Which Number Is Bigger, 3.14^π Or π^3.14? Here’s How To Solve It

Now, other than being annoyed that this is being asked for an entry-level job at a gas station, what’s the answer? Don’t worry, we don’t expect you to work it out by hand – or at all, actually. Thanks to a useful mathematical rule, you can pick the right answer almost immediately – no pen, paper, or pocket calculator necessary.

So, what’s the rule? It’s that, generally, exponentials beat multiplication. This is the area of math known as asymptotics, which deals with the behavior of functions as the numbers they act on shoot off to zero and infinity – and there’s a whole hierarchy of how fast they grow that student mathematicians have to work into their muscle memory before they can graduate.

It goes like this: assuming x and n are positive (the other cases aren’t too difficult to adapt), we have the slowest growth being… well, technically the slowest growth comes from a constant function, because it doesn’t grow at all.

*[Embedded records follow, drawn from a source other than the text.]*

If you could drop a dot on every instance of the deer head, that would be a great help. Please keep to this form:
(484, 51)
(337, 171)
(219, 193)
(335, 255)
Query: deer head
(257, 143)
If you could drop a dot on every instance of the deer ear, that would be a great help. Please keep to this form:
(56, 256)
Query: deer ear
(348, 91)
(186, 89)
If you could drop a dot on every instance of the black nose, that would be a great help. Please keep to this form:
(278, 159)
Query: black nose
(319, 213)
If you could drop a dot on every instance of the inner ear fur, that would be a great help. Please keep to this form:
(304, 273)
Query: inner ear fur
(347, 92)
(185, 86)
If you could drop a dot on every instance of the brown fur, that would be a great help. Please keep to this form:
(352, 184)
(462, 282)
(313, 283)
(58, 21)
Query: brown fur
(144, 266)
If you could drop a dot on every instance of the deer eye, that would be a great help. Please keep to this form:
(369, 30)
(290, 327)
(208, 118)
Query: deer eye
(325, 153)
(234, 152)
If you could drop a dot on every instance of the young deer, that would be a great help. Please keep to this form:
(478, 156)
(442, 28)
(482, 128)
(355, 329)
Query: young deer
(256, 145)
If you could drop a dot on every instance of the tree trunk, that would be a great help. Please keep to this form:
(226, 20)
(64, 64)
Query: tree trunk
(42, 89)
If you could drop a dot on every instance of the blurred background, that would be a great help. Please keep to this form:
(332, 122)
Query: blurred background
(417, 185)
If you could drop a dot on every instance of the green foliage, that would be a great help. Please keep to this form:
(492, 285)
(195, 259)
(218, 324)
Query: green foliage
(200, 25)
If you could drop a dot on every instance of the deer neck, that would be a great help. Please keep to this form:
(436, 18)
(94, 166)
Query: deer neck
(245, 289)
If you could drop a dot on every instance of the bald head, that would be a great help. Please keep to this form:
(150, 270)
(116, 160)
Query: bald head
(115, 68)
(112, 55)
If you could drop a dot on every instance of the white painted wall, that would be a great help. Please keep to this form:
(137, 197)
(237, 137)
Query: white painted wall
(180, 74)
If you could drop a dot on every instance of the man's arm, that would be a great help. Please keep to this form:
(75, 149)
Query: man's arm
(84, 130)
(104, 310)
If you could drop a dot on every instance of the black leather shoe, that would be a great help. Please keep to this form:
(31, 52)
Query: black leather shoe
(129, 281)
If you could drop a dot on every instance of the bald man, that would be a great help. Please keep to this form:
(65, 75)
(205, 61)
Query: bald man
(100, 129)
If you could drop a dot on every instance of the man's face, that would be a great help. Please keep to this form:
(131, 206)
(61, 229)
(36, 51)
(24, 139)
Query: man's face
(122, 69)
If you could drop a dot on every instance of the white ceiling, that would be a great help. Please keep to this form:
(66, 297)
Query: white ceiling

After that, however, we have logarithmic functions as the slowest growing: they do tend to infinity, but they get there really, really slowly.

Then there’s linear functions: nx. Basically, these are functions where you’re just doubling the input, tripling it, or suchlike. It’s technically a polynomial, so it’s often absorbed into the next category: polynomial functions xⁿ – things like x², x³, x^3.14, x^π (put a pin in those last two).

Next come exponential functions – here we swap around the polynomials to get n^x.

And finally, we have factorials: x!, or x multiplied by every number below it (shut up, math nerds, we’re ignoring the gamma function today).

Now, that’s not an exhaustive list – factorials can actually be beaten by, say, x^x, for example – but it’s the basic setup. And we can use this to figure out the answer to the original question: we can see that generally, n^x grows faster than n^x – or to put it another way, whatever is in the exponent has more of an effect than whatever is in the base. 

And since pi is greater than 3.14 – even if it’s only by less than two thousandths – that means the expression with π as the exponent is going to win.

Now, a caveat before you start busting this rule out willy-nilly: it doesn’t work below e. Try the same trick with 2 and 2.5, for example, and it reverses: we have 2^2.5 = 5.66, but 2.5² = 6.25.

Nevertheless, for this job interview, the general rule holds out. And if you’re wondering what the answers really are, we can finally prove our case: 3.14^π = 36.404, while π^3.14 = 36.396. They’re close, but the greater exponent has clearly won out. What’s our starting salary, boss?